I have a time-series of hourly weather data records that you can check here. You can see that for every hour in these two days (July 16-17 2018), we have a measurement of temperature, and other variables. I am interested in using Julia to fit differential equations to my data, so I can assess whether this set up would work to forecast weather in the short-term (like in this example). However, as it happens with real data, you can see that there are some missing values in the CSV, that is, for a particular hour, there are no measurements taken.

I was wondering whether the differential equations library can actually work with gaps in the time-series, or it is absolutely mandatory to provide a value(s) at each time step (i.e. each hour in this case). I could impute or interpolate the missing values, but these would not be the real ones and that could be misleading during the fitting process.

Is it possible to pass data with gaps in such a set up?
Can you provide any hint, if any, on how to do this?

Thanks for your help!

Assuming you’re using DiffEqFlux, the missings should only show up in the data in the loss value that you write, so you just need to be careful there. For example, subtract the solution from your data and you’ll get missings, and then drop missings because you do sum(abs2,x) for sum squared error and it would do what you’re looking for on that kind of loss. For other losses you’d do similar missing dropping after doing the subtraction etc. against data.

1 Like

Hi Chris,

Thanks for your reply! Ok, so it seems there is a way for DiffEqFlux to proceed with the fitting regardless of the missing values. Since I am very new to Julia+DiffEqFlux, I have a couple of extra questions, just to have it clear in my mind:

  • Loss function: If I got this correctly, the key would be defining a loss function that can handle these ‘missing’ or ‘NaN’ for a given timestamp. In this example from DiffEqFlux, a L2 loss function is defined as follows:
function loss_n_ode(p)
    pred = predict_n_ode(p)
    loss = sum(abs2,ode_data .- pred) # L2 loss, I guess

So in the event that this function receives a missing / Nan, and we add the robust loss function you kindly suggested, it could be rewritten as:

function loss_n_ode(p)
    clean = filter(!isnan, p) <--
    pred = predict_n_ode(clean) <--
    loss = sum(abs2, pred) <--

So this would not crash in the event one of my weather values is NaN.

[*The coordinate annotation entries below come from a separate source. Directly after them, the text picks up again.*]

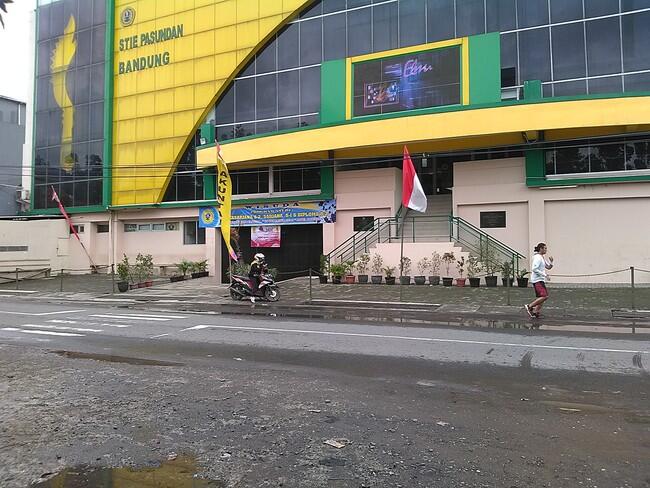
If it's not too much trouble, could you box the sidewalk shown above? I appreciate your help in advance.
[0,275,650,327]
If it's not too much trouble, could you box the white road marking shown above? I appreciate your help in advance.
[0,327,84,337]
[0,310,85,317]
[19,324,104,332]
[90,314,171,322]
[185,325,650,354]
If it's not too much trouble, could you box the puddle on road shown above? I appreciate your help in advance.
[54,351,184,366]
[30,456,227,488]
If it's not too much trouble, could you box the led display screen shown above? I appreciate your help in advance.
[353,46,461,117]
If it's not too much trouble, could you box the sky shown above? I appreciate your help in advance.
[0,0,36,102]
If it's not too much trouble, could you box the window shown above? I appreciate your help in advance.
[546,138,650,177]
[354,216,375,232]
[183,220,205,245]
[273,165,320,193]
[480,211,506,229]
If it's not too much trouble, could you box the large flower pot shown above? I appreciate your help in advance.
[485,276,497,288]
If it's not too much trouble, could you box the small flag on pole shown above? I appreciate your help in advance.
[402,146,427,212]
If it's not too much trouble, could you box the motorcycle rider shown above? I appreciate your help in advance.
[248,252,268,303]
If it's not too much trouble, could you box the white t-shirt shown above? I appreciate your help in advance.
[530,253,547,283]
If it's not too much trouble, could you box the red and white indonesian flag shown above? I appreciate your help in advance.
[402,146,427,212]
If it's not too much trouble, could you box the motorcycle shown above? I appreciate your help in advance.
[229,275,280,302]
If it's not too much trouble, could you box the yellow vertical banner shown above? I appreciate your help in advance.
[215,141,237,261]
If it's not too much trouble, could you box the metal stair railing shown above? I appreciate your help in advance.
[449,216,526,278]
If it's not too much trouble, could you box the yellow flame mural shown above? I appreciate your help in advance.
[50,16,77,171]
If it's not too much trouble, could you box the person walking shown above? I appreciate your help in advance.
[524,242,553,318]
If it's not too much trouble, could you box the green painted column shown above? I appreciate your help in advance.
[320,59,346,124]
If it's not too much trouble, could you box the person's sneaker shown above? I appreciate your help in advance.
[524,304,535,319]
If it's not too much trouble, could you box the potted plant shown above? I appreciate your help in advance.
[169,259,192,283]
[413,256,431,285]
[370,254,384,285]
[318,254,330,285]
[116,254,131,293]
[517,268,530,288]
[456,256,467,287]
[481,248,499,288]
[467,254,483,288]
[344,261,355,285]
[384,266,395,285]
[429,251,442,285]
[356,253,370,284]
[330,263,345,285]
[399,256,411,285]
[442,252,456,286]
[501,261,515,287]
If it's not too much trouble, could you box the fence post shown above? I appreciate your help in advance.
[630,266,636,310]
[309,266,311,302]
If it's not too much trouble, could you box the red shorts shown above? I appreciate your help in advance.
[533,281,548,298]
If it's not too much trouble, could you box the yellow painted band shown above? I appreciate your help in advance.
[197,97,650,168]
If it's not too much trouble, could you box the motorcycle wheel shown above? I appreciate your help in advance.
[230,288,244,301]
[264,286,280,302]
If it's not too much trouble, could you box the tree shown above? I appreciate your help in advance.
[0,0,14,29]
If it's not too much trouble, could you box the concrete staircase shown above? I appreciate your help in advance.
[402,194,452,242]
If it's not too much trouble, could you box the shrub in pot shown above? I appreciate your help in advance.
[467,254,483,288]
[356,253,370,284]
[330,263,345,285]
[481,247,499,288]
[442,252,456,286]
[399,256,411,285]
[517,268,530,288]
[456,256,467,287]
[413,256,431,285]
[191,259,209,278]
[318,254,330,285]
[370,254,384,285]
[384,266,395,285]
[501,261,515,287]
[116,254,131,293]
[429,251,442,285]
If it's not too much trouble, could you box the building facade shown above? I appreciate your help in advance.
[0,96,25,216]
[26,0,650,281]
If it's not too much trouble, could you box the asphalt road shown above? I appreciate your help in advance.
[0,300,650,488]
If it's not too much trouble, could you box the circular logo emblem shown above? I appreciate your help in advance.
[120,7,135,27]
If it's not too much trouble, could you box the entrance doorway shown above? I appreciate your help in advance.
[413,155,454,196]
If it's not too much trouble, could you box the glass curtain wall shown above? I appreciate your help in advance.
[207,0,650,141]
[33,0,106,209]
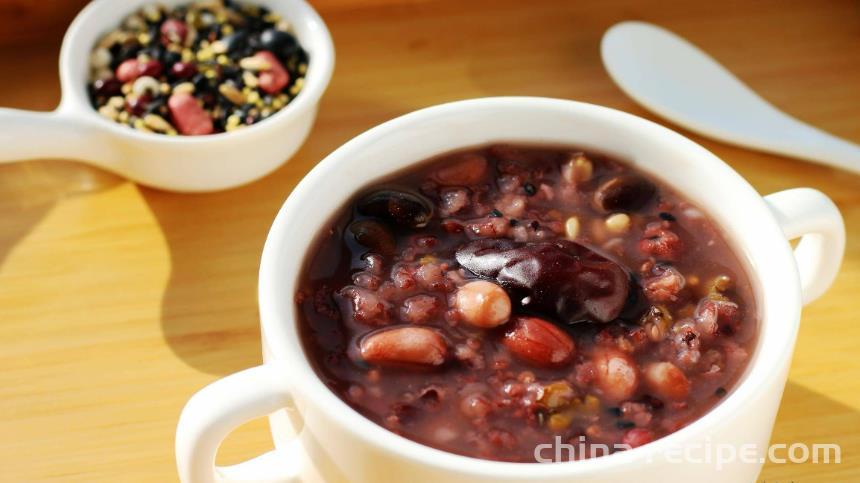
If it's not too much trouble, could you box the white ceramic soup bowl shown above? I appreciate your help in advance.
[176,97,845,483]
[0,0,334,191]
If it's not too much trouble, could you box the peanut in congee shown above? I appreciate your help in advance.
[296,144,757,462]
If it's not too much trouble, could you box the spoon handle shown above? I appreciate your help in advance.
[601,22,860,174]
[744,108,860,174]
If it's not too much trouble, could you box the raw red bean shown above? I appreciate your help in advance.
[642,362,690,401]
[502,317,576,367]
[137,59,162,77]
[254,50,290,94]
[170,62,197,79]
[161,18,188,46]
[360,327,448,366]
[167,93,214,136]
[591,348,639,403]
[116,59,140,83]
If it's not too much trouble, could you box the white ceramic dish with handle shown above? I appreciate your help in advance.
[0,0,334,191]
[176,98,845,483]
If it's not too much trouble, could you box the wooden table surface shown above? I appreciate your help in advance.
[0,0,860,483]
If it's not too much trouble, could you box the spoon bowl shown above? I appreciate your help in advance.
[0,0,334,192]
[600,21,860,173]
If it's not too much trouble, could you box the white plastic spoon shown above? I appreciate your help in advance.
[601,22,860,173]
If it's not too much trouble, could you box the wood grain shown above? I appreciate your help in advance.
[0,0,860,483]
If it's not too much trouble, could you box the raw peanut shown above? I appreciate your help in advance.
[116,59,140,83]
[254,50,290,94]
[642,362,690,401]
[137,59,163,78]
[360,327,448,366]
[433,153,487,186]
[161,18,188,45]
[592,349,639,403]
[167,93,214,136]
[502,317,576,367]
[454,280,511,329]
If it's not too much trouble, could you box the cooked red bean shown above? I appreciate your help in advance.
[296,145,757,462]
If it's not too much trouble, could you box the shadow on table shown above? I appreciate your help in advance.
[760,381,860,481]
[0,161,123,269]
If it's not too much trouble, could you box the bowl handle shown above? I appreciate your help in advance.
[176,364,300,483]
[0,108,109,164]
[764,188,845,305]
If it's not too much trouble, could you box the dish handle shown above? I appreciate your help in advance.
[764,188,845,305]
[176,364,300,483]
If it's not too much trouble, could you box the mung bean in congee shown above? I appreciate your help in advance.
[296,144,757,462]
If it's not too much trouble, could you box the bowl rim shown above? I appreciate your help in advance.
[258,97,801,480]
[57,0,335,145]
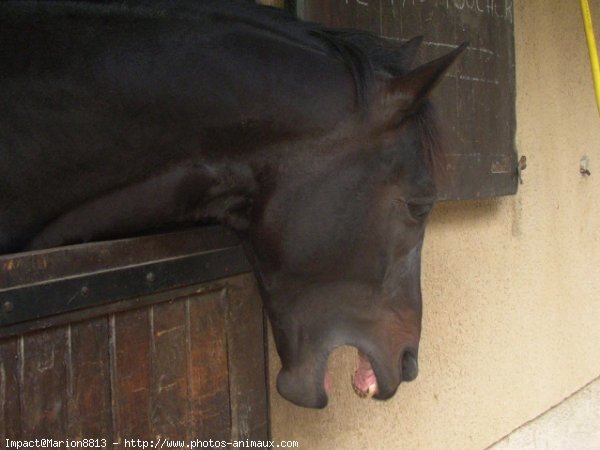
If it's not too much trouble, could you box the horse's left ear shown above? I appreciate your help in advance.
[385,42,468,116]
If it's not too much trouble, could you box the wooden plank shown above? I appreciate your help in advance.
[109,308,152,443]
[150,300,188,440]
[227,275,269,440]
[0,279,225,339]
[186,291,231,440]
[67,317,113,444]
[0,338,22,442]
[0,245,251,325]
[0,226,239,289]
[19,327,67,439]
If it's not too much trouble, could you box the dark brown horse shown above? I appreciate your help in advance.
[0,0,463,407]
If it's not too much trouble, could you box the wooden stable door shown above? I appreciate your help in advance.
[0,231,268,448]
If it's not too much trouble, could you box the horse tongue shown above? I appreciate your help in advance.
[352,351,377,398]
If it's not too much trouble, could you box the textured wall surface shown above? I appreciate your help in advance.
[270,0,600,450]
[490,377,600,450]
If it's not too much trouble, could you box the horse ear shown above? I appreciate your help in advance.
[386,41,468,116]
[400,36,423,69]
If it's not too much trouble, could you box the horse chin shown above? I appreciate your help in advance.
[277,367,331,409]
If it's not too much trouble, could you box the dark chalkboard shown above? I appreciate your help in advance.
[296,0,517,199]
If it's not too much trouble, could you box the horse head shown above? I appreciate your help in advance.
[250,41,465,408]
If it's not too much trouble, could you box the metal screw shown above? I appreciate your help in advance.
[2,301,15,314]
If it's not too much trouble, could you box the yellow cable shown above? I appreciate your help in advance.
[579,0,600,113]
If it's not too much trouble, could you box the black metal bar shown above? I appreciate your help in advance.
[0,245,251,326]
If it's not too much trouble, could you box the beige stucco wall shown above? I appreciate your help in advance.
[270,0,600,450]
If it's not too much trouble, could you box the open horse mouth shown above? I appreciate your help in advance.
[323,350,418,398]
[352,350,379,398]
[323,350,379,398]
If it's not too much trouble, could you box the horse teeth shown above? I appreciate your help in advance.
[365,383,377,398]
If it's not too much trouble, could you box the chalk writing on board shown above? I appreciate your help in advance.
[346,0,513,23]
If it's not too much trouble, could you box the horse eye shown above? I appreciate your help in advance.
[406,203,433,220]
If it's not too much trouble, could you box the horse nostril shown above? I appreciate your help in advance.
[402,350,419,381]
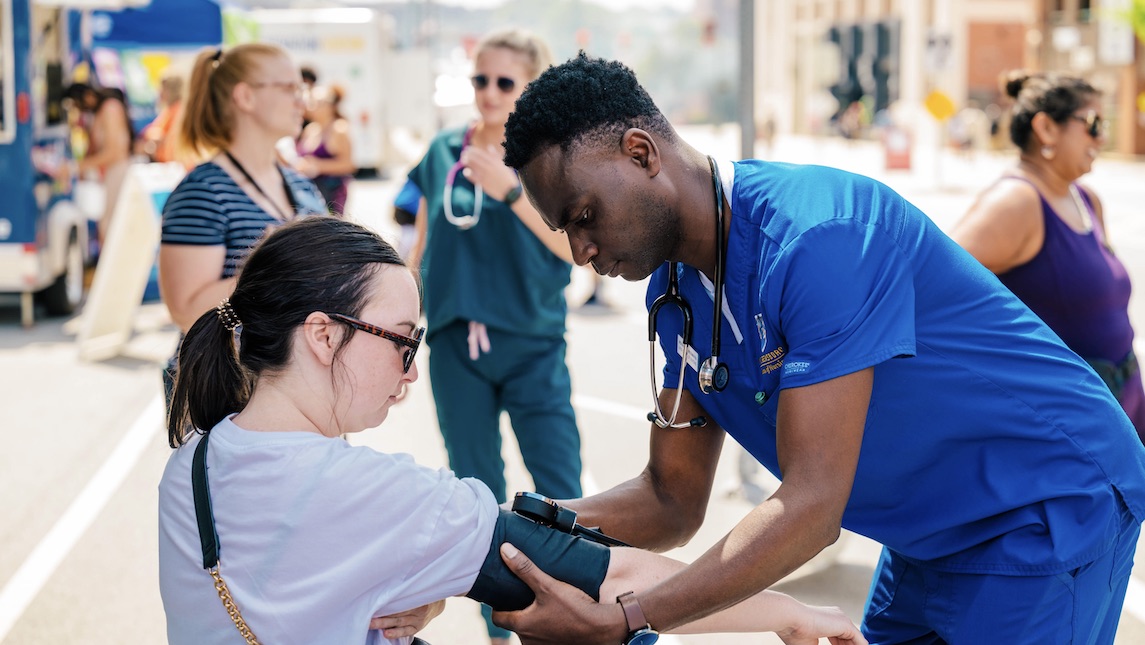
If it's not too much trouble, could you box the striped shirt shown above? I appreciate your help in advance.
[160,162,326,278]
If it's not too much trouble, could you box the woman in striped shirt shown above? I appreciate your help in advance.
[159,44,326,398]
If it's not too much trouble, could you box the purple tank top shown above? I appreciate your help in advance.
[998,178,1134,363]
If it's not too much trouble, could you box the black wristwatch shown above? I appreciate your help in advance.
[616,591,660,645]
[502,183,521,206]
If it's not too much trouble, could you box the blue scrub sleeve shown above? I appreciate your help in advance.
[760,219,916,387]
[466,509,610,612]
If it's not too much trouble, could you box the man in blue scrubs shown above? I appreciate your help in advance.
[495,54,1145,645]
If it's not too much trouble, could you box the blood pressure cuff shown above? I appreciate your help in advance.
[466,509,609,612]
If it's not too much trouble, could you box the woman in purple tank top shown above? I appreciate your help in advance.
[953,72,1145,441]
[295,86,357,215]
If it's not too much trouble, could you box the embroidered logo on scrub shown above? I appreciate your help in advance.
[783,361,811,375]
[756,314,787,375]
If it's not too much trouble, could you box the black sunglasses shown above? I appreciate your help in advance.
[1069,110,1106,139]
[469,74,516,94]
[326,314,426,372]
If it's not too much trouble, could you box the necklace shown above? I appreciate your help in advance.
[223,150,298,221]
[1069,183,1093,233]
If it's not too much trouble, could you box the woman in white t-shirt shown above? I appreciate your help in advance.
[159,217,866,645]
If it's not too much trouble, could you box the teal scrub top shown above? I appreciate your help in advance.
[409,127,571,338]
[648,162,1145,575]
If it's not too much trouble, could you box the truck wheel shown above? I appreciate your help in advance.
[38,237,84,316]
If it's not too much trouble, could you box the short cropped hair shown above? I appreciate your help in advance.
[505,52,676,170]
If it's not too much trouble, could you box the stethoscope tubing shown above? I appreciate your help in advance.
[648,157,728,428]
[442,126,484,230]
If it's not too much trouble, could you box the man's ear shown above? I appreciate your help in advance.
[621,127,660,178]
[301,312,345,367]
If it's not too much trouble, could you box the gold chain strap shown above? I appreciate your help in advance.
[207,564,261,645]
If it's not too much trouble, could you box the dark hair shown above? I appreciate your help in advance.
[167,217,404,448]
[505,52,676,170]
[298,65,318,85]
[1002,70,1101,150]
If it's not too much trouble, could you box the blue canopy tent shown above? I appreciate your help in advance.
[92,0,222,49]
[83,0,223,132]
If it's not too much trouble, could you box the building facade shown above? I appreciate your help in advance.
[756,0,1145,155]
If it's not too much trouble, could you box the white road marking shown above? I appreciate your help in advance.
[0,396,164,642]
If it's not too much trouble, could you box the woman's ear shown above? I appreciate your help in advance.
[1029,112,1060,145]
[301,312,345,367]
[621,127,660,178]
[230,80,254,112]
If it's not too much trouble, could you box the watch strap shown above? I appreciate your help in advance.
[616,591,652,635]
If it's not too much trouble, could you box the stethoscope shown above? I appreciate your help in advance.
[442,126,484,230]
[648,157,729,427]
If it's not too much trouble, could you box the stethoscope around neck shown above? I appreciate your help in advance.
[442,126,484,230]
[648,157,729,427]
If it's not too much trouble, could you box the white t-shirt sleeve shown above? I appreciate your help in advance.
[327,448,497,615]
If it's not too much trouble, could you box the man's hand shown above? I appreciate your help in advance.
[493,542,627,645]
[370,600,445,638]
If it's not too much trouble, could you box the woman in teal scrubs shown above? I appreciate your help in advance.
[410,30,581,645]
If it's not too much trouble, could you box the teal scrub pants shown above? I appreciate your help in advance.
[427,321,582,638]
[862,508,1140,645]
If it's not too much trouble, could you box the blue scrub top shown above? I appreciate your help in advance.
[409,127,573,338]
[647,160,1145,575]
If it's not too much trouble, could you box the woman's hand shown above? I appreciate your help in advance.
[775,605,867,645]
[370,600,445,638]
[461,145,520,199]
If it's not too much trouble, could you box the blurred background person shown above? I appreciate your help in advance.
[410,30,581,645]
[298,65,318,136]
[141,73,183,163]
[294,81,357,215]
[64,82,135,245]
[159,44,326,401]
[394,179,421,261]
[953,71,1145,441]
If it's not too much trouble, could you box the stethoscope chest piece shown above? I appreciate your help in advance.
[700,356,729,394]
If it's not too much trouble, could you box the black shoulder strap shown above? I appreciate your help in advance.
[191,432,219,569]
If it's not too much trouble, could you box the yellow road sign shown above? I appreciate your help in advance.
[923,89,957,121]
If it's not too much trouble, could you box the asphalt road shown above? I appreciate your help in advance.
[0,131,1145,645]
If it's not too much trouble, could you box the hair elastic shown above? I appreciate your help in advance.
[215,298,243,331]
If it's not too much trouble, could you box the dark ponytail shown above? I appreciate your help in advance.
[167,309,253,448]
[167,217,404,448]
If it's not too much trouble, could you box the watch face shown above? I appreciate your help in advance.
[626,627,660,645]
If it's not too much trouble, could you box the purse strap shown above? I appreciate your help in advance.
[191,432,261,645]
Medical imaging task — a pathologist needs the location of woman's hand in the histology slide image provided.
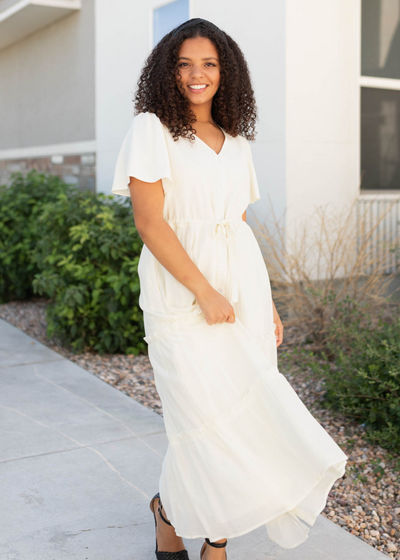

  • Delete empty rows of DataFrame? By writing the previous item, I realized that the missing value is also an empty row in my DataFrame: a gap in the temporal axis. Maybe the function loss_n_node should not receive any NaN, because this row should be removed. Thus, in the event that I remove all these empty rows from my DataFrame, would still be ok to use DiffEqFlux with an irregularly-sampled temporal axis? I thought the temporal axis had to be “segmented” in equal units, but perhaps I am wrong on that.

Could you provide any hint/advice about this?
Sorry for the lengthy message, as you can see I have a lot to learn and reflect! :grinning:
Thanks a lot for your help!

Sorry, JuliaCon got me behind.

Yup that should be good.

It should be fine with DiffEqFlux, I just don’t know all of the DataFrame commands so someone else might need to help there, but you might want to do this in the data iterator since this kind of data mangling shouldn’t need to be differentiated.